Please provide a test file and describe step by step what to do to reproduce the problem.
Do you experience the same problem if you paste the copied text in another text editor?

Set status to NEEDINFO, please set it back to UNCONFIRMED once requested
informations are provided.

Best regards.
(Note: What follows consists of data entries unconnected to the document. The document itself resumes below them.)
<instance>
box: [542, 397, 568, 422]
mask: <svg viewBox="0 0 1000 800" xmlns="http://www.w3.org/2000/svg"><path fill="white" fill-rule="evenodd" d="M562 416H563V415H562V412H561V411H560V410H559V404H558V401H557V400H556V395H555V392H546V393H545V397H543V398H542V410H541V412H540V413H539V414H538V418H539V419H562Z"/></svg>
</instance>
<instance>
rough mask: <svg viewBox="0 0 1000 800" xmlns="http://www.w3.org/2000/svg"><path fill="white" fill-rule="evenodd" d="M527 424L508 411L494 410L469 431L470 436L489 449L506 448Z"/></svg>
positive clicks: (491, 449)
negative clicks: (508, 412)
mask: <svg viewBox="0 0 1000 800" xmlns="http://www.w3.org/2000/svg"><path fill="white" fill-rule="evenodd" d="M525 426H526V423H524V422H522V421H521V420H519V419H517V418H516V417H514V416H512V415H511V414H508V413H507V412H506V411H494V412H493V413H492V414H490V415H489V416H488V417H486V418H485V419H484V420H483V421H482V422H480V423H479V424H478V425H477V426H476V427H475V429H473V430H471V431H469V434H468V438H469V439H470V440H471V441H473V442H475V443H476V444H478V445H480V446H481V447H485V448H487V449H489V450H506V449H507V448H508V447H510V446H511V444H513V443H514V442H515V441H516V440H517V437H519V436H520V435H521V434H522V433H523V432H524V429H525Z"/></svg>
JBF
Comment 3 dehcjam 2018-01-21 12:20:08 UTC
Created attachment 139238 [details]
PDF file with FreeSerif that looks good
Comment 4 dehcjam 2018-01-21 12:21:29 UTC
Created attachment 139239 [details]
Text output after copy and paste from the PDF file with FreeSErif
Comment 5 dehcjam 2018-01-21 12:23:18 UTC
Created attachment 139240 [details]
PDF file with Time New Roman - copy and paste text from it works
Comment 6 dehcjam 2018-01-21 12:24:59 UTC
Created attachment 139241 [details]
Original ODT file created with LO 6.0.0.2
Comment 7 dehcjam 2018-01-21 12:32:21 UTC
The problem is still reproducible here.
Steps:
1. Create ODT file
2. Export ODT to PDF with LO 6.0.0.2 in Windows 10
3. Copy text from the PDF file and paste it in a new ODT file.
Result: The text is messed up as can be seen in the attached file with the name LO6-PDF-copy-text-corrupt-output.odt
It is also messed up when the text is pasted in Wordpad in Windows or in KWrite in openSUSE 42.3
Doing the same with LO 5.3.4.2 in openSUSE 42.3 gives the expected result: the text is the same as in the PDF file after copy & paste.
Comment 8 Xisco Faulí 2018-01-22 14:57:59 UTC
putting back to UNCONFIRMED as steps have been provided in comment 7
Comment 9 Chavdar 2018-01-22 15:51:26 UTC
Confirmed

Copying the text from file "PDF file with FreeSerif that looks good" makes the pasted text corrupted.
Times New Roman one pastes as expexted.

Version: 5.4.4.2 (x64)
Build ID: 2524958677847fb3bb44820e40380acbe820f960
CPU threads: 4; OS: Windows 6.19; UI render: default; 
Locale: bg-BG (bg_BG); Calc: group

Version: 6.1.0.0.alpha0+
Build ID: d28e10b095b4ee0986fbe86170928bf077da04b9
CPU threads: 4; OS: Windows 10.0; UI render: default; 
TinderBox: Win-x86@62-TDF, Branch:MASTER, Time: 2018-01-13_22:59:50
Locale: bg-BG (bg_BG); Calc: group threaded
Comment 10 Jean-Baptiste Faure 2018-01-22 21:20:10 UTC
Confirmed under Ubuntu 16.04 with LO 5.4.4, LO 6.0.1.0.0+ and the current master.
No problem if the font used is Caladea but same problem with Ubuntu font.
The problem is also seen when importing the pdf with LibreOffice Draw.

Best regards. JBF
Comment 11 Timur 2018-04-19 09:44:55 UTC
WorksForMe now in master. I guess a dupe of Bug 115117. Please test with 6.0.4.